DIN 1072 legt die Grundlagen für die Planung und Konstruktion von Straßen- und Wegbrücken fest und beschreibt die einwirkenden Lasten. Sie definiert spezifische Belastungsklassen, die maßgeblich für die Dimensionierung der Brückenbauteile sind, und berücksichtigt dabei die Verkehrsbelastungen. Besonders wichtig sind dabei die Achslasten von Fahrzeugen sowie die Lasten aus Fußgänger- und Radverkehr, die sich unterschiedlich verteilen können.

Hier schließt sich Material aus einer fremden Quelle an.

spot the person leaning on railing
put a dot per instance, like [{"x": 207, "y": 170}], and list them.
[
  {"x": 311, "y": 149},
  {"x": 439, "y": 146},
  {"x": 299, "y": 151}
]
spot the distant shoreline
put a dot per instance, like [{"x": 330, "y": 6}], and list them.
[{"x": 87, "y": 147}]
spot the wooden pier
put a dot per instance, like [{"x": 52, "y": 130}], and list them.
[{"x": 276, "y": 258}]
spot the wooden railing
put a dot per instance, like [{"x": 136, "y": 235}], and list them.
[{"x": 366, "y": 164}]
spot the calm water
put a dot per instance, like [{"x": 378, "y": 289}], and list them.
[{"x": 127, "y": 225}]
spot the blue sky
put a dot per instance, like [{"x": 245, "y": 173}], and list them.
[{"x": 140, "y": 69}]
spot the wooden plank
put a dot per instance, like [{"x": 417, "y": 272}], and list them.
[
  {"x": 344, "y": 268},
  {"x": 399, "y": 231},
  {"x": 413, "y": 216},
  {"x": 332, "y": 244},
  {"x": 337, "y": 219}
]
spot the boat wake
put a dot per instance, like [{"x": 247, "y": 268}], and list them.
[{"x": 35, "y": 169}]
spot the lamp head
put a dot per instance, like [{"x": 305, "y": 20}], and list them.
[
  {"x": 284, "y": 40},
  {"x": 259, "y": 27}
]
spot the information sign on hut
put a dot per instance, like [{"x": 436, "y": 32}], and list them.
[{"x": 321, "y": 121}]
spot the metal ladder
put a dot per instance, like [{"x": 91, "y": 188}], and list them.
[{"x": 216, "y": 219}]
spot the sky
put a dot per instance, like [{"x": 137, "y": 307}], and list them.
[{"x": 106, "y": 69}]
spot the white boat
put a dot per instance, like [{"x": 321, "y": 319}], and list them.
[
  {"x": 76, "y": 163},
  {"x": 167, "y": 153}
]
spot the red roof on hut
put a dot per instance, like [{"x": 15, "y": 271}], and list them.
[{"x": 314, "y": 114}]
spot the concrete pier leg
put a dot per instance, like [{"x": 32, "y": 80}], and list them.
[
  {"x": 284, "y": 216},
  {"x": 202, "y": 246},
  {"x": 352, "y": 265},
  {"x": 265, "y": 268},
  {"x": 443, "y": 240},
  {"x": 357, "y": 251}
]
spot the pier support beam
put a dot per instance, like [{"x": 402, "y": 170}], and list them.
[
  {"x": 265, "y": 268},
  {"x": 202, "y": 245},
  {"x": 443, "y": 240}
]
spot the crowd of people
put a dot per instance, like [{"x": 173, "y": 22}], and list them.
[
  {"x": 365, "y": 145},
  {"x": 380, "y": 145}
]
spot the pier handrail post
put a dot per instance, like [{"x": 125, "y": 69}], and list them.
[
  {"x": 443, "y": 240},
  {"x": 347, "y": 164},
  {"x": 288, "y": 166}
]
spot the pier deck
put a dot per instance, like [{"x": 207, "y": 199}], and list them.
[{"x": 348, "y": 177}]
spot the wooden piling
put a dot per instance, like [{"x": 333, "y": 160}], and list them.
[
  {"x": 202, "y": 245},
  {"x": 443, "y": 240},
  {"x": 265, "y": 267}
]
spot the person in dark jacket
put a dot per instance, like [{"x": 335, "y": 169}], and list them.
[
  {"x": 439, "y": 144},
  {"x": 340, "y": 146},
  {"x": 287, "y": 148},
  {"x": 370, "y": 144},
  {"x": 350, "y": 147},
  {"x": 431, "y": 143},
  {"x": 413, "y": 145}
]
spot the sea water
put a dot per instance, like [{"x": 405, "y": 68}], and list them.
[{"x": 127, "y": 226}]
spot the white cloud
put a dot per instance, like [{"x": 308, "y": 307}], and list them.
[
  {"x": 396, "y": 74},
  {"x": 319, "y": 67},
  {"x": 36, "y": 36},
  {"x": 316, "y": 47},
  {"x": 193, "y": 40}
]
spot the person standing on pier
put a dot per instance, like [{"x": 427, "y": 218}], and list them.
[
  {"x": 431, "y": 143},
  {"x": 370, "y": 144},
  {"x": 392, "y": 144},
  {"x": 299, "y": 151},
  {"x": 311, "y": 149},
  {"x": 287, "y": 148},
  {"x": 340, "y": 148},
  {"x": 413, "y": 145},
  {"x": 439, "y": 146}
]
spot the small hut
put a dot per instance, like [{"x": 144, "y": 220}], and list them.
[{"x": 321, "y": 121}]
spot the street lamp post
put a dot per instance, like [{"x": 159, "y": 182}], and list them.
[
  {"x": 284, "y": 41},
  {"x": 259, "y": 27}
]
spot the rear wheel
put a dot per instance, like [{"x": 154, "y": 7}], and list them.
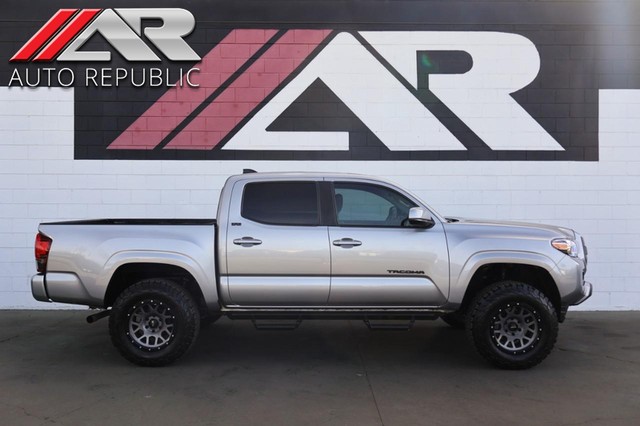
[
  {"x": 512, "y": 325},
  {"x": 154, "y": 322}
]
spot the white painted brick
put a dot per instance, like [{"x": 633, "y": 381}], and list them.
[
  {"x": 116, "y": 196},
  {"x": 145, "y": 196},
  {"x": 72, "y": 211},
  {"x": 624, "y": 300}
]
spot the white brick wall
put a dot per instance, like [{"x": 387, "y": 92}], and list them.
[{"x": 40, "y": 181}]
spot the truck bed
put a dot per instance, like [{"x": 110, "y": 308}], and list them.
[{"x": 136, "y": 222}]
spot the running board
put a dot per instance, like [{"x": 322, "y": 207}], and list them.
[
  {"x": 389, "y": 324},
  {"x": 276, "y": 324}
]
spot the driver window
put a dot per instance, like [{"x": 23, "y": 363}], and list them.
[{"x": 359, "y": 204}]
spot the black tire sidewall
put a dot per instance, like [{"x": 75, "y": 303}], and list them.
[
  {"x": 480, "y": 318},
  {"x": 182, "y": 307},
  {"x": 542, "y": 315}
]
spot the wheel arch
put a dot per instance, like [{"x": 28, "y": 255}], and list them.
[
  {"x": 486, "y": 268},
  {"x": 128, "y": 267},
  {"x": 130, "y": 273},
  {"x": 533, "y": 275}
]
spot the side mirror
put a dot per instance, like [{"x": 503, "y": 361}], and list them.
[{"x": 420, "y": 217}]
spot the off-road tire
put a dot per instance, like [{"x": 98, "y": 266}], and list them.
[
  {"x": 176, "y": 316},
  {"x": 509, "y": 302},
  {"x": 456, "y": 320}
]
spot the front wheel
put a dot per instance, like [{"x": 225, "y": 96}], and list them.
[
  {"x": 154, "y": 322},
  {"x": 512, "y": 325}
]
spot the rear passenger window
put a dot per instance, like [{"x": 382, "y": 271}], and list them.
[{"x": 281, "y": 203}]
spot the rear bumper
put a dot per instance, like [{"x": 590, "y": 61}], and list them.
[
  {"x": 61, "y": 287},
  {"x": 38, "y": 288}
]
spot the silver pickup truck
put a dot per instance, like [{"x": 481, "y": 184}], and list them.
[{"x": 290, "y": 246}]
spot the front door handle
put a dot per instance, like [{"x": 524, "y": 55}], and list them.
[
  {"x": 347, "y": 243},
  {"x": 247, "y": 242}
]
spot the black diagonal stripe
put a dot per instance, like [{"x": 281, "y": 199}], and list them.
[{"x": 219, "y": 90}]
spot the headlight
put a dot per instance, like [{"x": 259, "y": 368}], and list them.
[{"x": 566, "y": 246}]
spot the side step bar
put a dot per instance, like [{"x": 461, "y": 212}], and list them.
[
  {"x": 390, "y": 324},
  {"x": 276, "y": 324}
]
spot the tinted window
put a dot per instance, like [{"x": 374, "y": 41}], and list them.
[
  {"x": 370, "y": 205},
  {"x": 281, "y": 203}
]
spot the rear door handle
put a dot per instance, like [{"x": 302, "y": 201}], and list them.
[
  {"x": 247, "y": 242},
  {"x": 347, "y": 243}
]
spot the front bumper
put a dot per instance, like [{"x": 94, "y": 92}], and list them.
[{"x": 587, "y": 290}]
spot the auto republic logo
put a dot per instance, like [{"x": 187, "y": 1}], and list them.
[{"x": 61, "y": 38}]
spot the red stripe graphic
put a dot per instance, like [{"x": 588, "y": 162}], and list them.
[
  {"x": 43, "y": 35},
  {"x": 66, "y": 35},
  {"x": 249, "y": 90},
  {"x": 178, "y": 102}
]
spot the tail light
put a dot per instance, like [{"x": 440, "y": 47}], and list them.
[{"x": 43, "y": 245}]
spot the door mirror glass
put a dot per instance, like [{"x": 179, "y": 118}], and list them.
[{"x": 419, "y": 216}]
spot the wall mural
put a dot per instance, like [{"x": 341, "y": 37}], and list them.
[{"x": 364, "y": 88}]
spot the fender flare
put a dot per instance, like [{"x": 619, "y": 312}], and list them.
[
  {"x": 208, "y": 287},
  {"x": 479, "y": 259}
]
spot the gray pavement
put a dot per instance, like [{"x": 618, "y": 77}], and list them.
[{"x": 56, "y": 369}]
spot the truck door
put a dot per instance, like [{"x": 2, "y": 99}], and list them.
[
  {"x": 277, "y": 251},
  {"x": 378, "y": 258}
]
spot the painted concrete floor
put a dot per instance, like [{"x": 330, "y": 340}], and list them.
[{"x": 56, "y": 369}]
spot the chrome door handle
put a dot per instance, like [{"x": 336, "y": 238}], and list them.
[
  {"x": 247, "y": 242},
  {"x": 347, "y": 243}
]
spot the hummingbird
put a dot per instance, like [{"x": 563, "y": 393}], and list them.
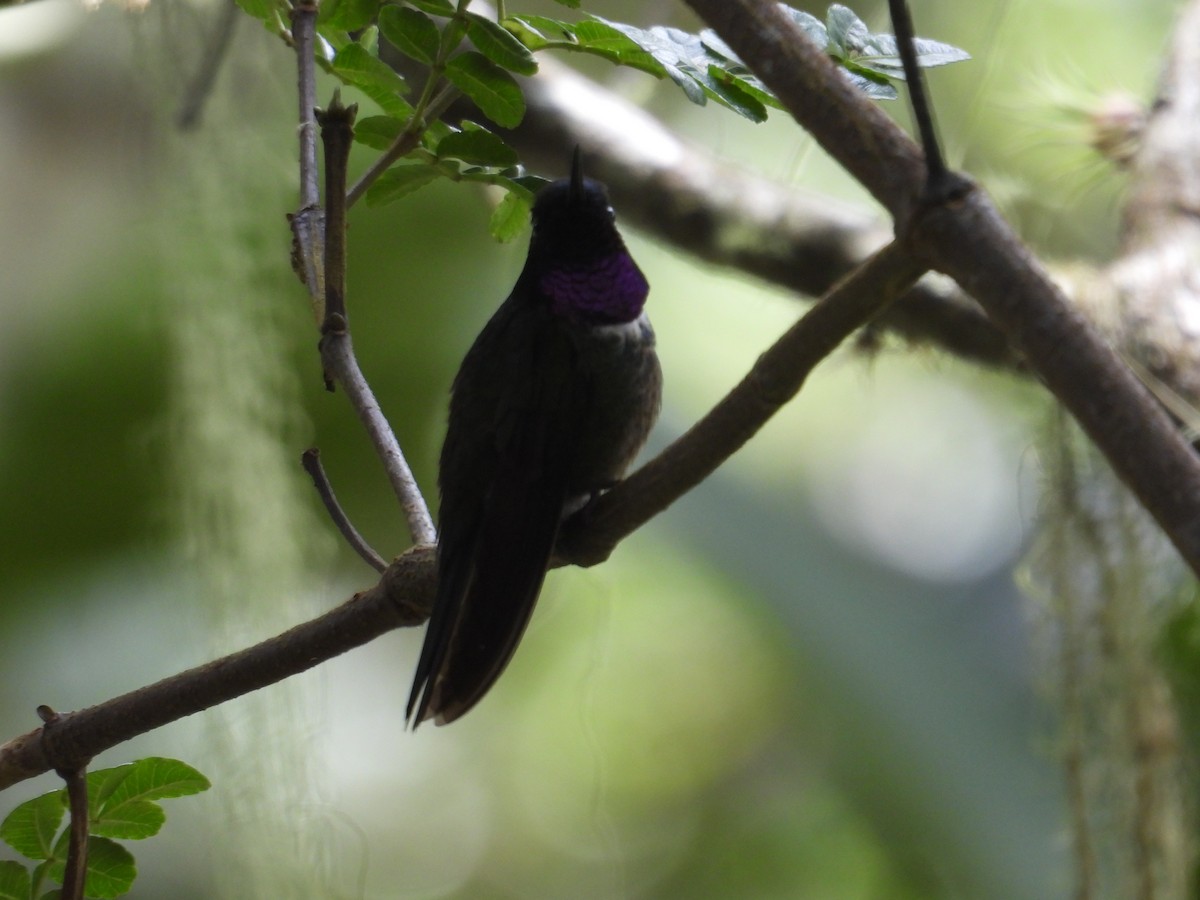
[{"x": 550, "y": 407}]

Die Norm beschreibt, wie die Eigengewichte der Brückenkonstruktion selbst, einschließlich der Fahrbahn und Geländer, bei der Berechnung zu berücksichtigen sind. Neben den statischen Lasten durch Verkehr und Bauwerk werden auch dynamische Effekte, wie zum Beispiel Brems- und Beschleunigungskräfte, detailliert behandelt. Zusätzlich bezieht die Norm Umwelteinflüsse wie Winddruck, Schnee- und Eislasten sowie Temperaturschwankungen in die Berechnungen ein, um eine ganzheitliche Sicherheit zu gewährleisten.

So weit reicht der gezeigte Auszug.